I am wondering if there are some tricks to solve inequalities which are not manageable analytically. For example consider the inequality (say we restrict on positive $x$):

$\displaystyle \frac {\text e^{-x^2}}{x^2}<1 $

Let's say I want to find a good lower bound for $x$ which solves this inequality.

But I can not solve it analytically to end up with a statement like: For all $x>...$ the inequality is fulfilled.

Unfortunately I just know the two usual tricks like

• estimate $\frac {\text e^{-x^2}}{x^2}$ against some other function which is manageable. For example I know that $\frac {\text e^{-x^2}}{x^2}<1/x^2$ and $1/x^2<1$ for all $x>1$. So $x>1$ gives me a lower bound for $x$.
• try some value and use the fact that $\frac {\text e^{-x^2}}{x^2}$ is strictly decreasing. So I find that $x=0.8$ solves the inequality which gives me the slightly improved bound: $x>0.8$

Are there some more tricks? Some general treatments how to deal with inequalities where I have a precise expression of $x$ but can not solve it for $x>...$ analytically?

Answer 1

In some cases, tables of function values work just fine.
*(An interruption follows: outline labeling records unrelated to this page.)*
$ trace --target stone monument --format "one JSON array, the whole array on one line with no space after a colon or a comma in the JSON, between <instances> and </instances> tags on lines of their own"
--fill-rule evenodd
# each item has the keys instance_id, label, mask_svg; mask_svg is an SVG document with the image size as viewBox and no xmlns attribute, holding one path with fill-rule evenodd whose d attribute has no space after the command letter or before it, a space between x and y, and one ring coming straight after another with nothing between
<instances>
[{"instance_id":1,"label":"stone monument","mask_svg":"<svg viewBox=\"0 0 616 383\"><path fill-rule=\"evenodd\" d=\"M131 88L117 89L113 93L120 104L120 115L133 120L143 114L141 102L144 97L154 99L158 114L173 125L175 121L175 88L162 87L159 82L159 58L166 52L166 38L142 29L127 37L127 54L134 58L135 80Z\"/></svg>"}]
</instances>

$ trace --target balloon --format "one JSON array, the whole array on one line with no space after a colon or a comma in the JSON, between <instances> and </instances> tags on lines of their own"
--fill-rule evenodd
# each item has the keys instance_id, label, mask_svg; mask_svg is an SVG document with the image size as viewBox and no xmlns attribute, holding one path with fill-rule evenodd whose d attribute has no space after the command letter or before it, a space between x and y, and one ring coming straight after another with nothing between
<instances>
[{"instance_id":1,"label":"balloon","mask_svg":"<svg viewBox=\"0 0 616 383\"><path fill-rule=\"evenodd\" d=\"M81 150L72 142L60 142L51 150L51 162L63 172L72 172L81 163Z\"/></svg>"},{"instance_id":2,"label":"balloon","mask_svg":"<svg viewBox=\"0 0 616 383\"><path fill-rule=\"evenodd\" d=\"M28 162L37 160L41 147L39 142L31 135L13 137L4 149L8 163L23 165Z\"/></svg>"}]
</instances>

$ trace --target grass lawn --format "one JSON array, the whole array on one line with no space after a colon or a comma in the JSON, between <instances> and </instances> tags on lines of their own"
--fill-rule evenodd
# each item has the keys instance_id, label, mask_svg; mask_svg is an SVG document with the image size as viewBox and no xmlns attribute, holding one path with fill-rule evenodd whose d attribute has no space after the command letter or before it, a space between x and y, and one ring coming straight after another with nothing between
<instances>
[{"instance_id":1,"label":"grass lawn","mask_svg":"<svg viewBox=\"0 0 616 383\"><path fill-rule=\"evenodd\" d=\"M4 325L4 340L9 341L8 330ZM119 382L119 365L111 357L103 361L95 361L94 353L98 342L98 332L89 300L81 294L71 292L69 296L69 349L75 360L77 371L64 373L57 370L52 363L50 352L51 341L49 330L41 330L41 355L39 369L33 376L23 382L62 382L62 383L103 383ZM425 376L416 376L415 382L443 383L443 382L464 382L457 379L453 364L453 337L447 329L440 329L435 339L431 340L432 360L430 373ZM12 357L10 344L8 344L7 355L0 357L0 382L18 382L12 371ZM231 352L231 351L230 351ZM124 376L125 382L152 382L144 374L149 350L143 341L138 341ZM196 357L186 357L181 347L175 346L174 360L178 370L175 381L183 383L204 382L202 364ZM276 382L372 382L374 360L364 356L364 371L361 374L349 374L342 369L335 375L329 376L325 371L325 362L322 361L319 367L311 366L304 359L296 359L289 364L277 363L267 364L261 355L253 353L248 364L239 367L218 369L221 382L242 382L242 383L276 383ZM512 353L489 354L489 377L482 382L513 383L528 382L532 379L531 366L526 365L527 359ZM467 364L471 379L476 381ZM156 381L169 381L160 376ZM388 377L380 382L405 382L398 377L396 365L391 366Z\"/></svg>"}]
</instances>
For example, the cumulative distribution function for Gaussian law has no analytical expression, yet its quantiles are important, so people just calculated its values with a sufficient precision ("sufficient" varies form task to task).
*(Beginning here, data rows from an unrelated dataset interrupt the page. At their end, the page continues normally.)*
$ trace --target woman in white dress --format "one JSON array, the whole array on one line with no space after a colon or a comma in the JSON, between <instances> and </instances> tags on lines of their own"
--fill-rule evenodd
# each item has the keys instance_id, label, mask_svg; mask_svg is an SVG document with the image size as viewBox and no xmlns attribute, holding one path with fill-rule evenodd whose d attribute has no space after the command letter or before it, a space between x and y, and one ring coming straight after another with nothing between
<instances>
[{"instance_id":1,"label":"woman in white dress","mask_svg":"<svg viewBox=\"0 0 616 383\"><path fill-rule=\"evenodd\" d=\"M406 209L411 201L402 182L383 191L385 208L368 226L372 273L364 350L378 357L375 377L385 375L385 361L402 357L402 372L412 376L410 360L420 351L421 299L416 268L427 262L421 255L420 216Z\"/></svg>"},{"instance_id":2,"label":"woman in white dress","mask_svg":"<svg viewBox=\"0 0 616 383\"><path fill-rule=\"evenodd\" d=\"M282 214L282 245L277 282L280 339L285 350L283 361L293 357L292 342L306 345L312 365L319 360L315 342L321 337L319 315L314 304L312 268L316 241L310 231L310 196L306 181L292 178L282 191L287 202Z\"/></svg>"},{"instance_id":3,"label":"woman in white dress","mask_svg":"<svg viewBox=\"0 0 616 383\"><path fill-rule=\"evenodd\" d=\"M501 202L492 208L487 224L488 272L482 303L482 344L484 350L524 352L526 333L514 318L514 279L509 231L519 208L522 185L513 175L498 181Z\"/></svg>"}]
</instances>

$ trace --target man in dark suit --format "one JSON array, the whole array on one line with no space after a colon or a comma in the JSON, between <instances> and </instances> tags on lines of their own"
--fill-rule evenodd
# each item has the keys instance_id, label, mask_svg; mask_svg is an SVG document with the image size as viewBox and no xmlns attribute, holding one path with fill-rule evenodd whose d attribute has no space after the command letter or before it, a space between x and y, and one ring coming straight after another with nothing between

In other cases, CAS software can be useful.If you're trying to look at the behaviour of some function (take your problem, for instance), you can easily build a plot in, say, Mathematica, and even get a solution to your problem with a sufficient precision (yet it won't give the exact bound, of course).

Answer 2

Replacing $x$ by $x^2$, you are trying to find out when $e^{-x} - x < 0$. You can use Newton's method to approximate the zeroes of $e^{-x} - x$. Namely, start at $x = 0.9$ or some other value near a zero of $e^{-x} - x$ and iterate Newton's method aka Newton-Raphson as many times as you want. Since the derivative of $e^{-x} - x$ is negative near the zero in question, $e^{-x} - x$ is negative to the right of this zero, and you have a good approximation of the set you are looking for. A similar method can be used for other inequalities lacking an analytic solution.

Answer 3

[ This is not a complete answer, but I think it illustrates a possible technique for this class of problems.]
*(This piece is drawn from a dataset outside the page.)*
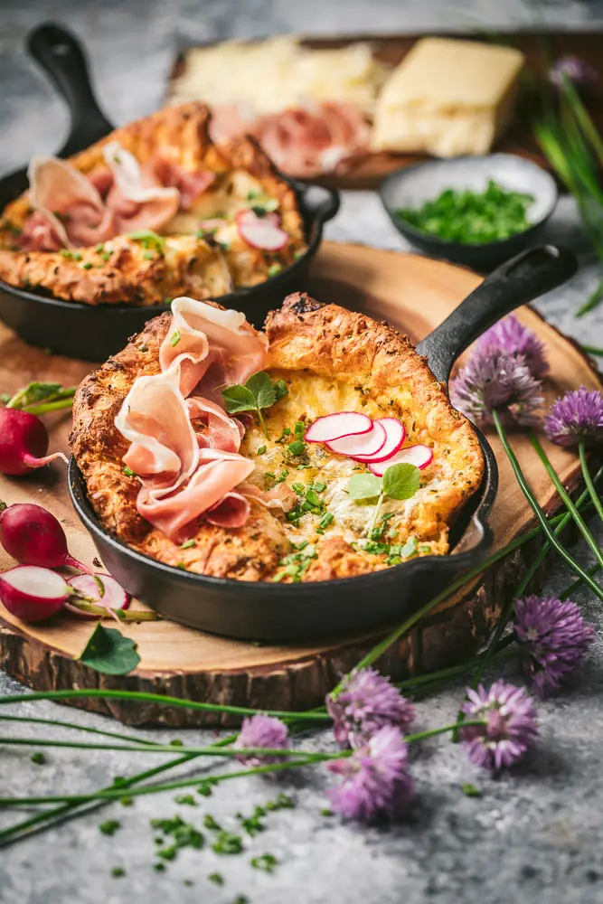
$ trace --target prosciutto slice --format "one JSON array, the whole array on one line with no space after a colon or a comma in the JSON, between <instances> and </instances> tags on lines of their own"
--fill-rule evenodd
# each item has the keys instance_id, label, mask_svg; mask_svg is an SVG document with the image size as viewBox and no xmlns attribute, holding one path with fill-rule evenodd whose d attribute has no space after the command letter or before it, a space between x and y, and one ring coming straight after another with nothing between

You can start by numerically solving the problem to find the point of equality. In this case, using Excel's goal seek, I find $x = 0.753186$

Now, you want to show this result analytically. We can see from the numerical solution that the value we desire is close to $3/4$.

So we can set:

$x= {3\over4}+\alpha$

We then have:

$e^{-x^2}<x^2$

$e^{({3\over4}+\alpha)^2}<{({3\over4}+\alpha)^2}$

You can then expand the power series. You need to try to show that $\alpha$ is small in concert with placing bounds of the higher terms in the expansion.